Craignez l'homme né d'aucune femme : La traversée du désert
Scène

Craignez l’homme né d’aucune femme : La traversée du désert

Avant d’aller voir Craignez l’homme né d’aucune femme, au Théâtre La Veillée, j’ai lu cette citation de feu Stanley Kubrick: «Le fait que la vie n’ait pas de sens force l’homme à essayer de lui en donner… Peu importe l’ampleur des ténèbres, nous devons créer notre propre lumière.»

Actuellement, à Montréal, deux productions surfent sur l’absurdité de la vie: L’Asile, de Dominic Champagne et sa bande du Théâtre il va sans dire, et la création de Janvier Toupin Théâtre d’envergure ci-haut nommée. Dans un cas comme dans l’autre, il semble que les créateurs préfèrent déstabiliser le spectateur plutôt que de proposer un univers narratif cohérent. Avec des histoires déroutantes, sans queue ni tête, à travers lesquelles l’intention de prendre la parole compte davantage que la compréhension du drame. Pour le meilleur ou pour le pire…

Le désir de raconter une histoire est à la source de Craignez l’homme né d’aucune femme, de et mise en scène par Patrice Dubois, en collaboration avec les autres comédiens de la troupe: Dany Michaud, Marie-Claude Gamache, Philippe Martin, Marie-Josée Normand et Brigitte Saint-Aubin, Vaguement inspirée de la vie et l’ouvre de Claude Gauvreau, cette pièce a les qualités de ses défauts. Le texte est bâtard, un peu brouillon. Visiblement, Dubois est ses acolytes n’ont pas la prétention de faire du théâtre d’auteur avec un grand A (sur le programme, les extraits du texte affichent même des fautes d’orthographe!). C’est donc le plaisir de créer et de jouer qui est le moteur du spectacle.

La jeune troupe a imaginé une vaste aventure, à la limite de l’épopée, mais avec les moyens du bord et dans une salle d’une trentaine de places. Entre le récit fantastique et l’histoire rocambolesque, Craignez l’homme… nous transporte dans plusieurs lieux incongrus: du toit d’un gratte-ciel montréalais à l’auberge d’un site archéologique. Les personnages sont très colorés, grotesques ou dysfonctionnels: un pompier, une archéologue lesbienne, un mangeur de bicyclettes, une guidoune…

Ils n’ont pas de véritable liens avec Simon, le personnage principal. Quand ce dernier découvre qu’il n’a jamais eu de nombril, en couchant avec une prostituée, il perd sa meilleure amie, son parrain et sa mère. Simon décide de partir à la recherche de ses véritables origines. Il rencontrera, dans le désert, «de jeunes fanatiques qui le prendront pour ce qu’il n’est peut-être pas…».
La mise en scène est à l’image du texte: très éclatée. Ici et là, on a droit à des montages sonores de vieux films noirs avec la voix de Bogart, entre autres; ou à des chorégraphies d’une danse de la pluie…

À un moment donné, on croirait que la pièce va nous entretenir de la mort de l’ego.
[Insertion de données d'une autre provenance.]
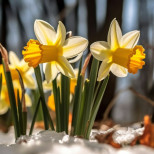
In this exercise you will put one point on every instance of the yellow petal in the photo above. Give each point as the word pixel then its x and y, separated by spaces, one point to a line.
pixel 103 70
pixel 74 46
pixel 50 71
pixel 28 100
pixel 44 32
pixel 61 34
pixel 130 39
pixel 75 59
pixel 3 106
pixel 118 70
pixel 29 81
pixel 64 67
pixel 25 68
pixel 100 50
pixel 14 60
pixel 114 34
pixel 51 102
pixel 47 86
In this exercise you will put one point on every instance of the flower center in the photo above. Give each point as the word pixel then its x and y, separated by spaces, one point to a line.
pixel 36 53
pixel 132 59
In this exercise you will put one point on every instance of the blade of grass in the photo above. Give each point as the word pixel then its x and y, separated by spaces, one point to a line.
pixel 56 92
pixel 0 83
pixel 40 87
pixel 96 106
pixel 20 113
pixel 35 115
pixel 12 100
pixel 65 95
pixel 79 123
pixel 34 95
pixel 90 94
pixel 77 104
pixel 23 102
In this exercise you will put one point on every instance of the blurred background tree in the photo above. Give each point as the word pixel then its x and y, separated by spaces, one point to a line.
pixel 91 19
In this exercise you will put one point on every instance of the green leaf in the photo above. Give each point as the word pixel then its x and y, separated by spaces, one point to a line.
pixel 56 92
pixel 0 83
pixel 96 106
pixel 24 116
pixel 12 101
pixel 77 104
pixel 35 115
pixel 20 113
pixel 89 95
pixel 65 96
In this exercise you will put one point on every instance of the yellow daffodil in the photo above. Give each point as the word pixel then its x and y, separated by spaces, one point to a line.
pixel 25 71
pixel 53 49
pixel 119 54
pixel 48 86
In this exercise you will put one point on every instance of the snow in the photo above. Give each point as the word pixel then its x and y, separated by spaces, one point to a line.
pixel 50 142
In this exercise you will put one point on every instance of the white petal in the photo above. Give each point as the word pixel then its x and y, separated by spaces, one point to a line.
pixel 114 34
pixel 64 67
pixel 130 39
pixel 50 71
pixel 61 34
pixel 100 50
pixel 103 70
pixel 14 60
pixel 118 70
pixel 29 81
pixel 73 46
pixel 44 32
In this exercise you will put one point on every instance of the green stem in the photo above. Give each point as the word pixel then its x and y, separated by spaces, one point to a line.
pixel 43 103
pixel 0 83
pixel 56 92
pixel 65 95
pixel 20 113
pixel 90 94
pixel 96 106
pixel 77 105
pixel 34 117
pixel 12 101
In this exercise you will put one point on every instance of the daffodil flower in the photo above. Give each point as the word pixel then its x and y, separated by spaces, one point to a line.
pixel 25 71
pixel 48 86
pixel 119 54
pixel 53 49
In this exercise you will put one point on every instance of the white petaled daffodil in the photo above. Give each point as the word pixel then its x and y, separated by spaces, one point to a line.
pixel 53 49
pixel 25 71
pixel 119 54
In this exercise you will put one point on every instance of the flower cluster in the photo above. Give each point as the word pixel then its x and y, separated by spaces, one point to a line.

Un personnage affirme que «pour changer, il faut identifier la source de la souffrance». Il développe l’idée de la révolution au sens large du terme. Mais ces considérations sociales et psychologiques sont aussitôt évacuées. On replonge alors dans un lyrisme presque exploréen.

En prime, les comédiens livrent un finale inusité et hilarant. Abandonné littéralement à la sortie, le spectateur tente en vain de trouver un sens à tout ça.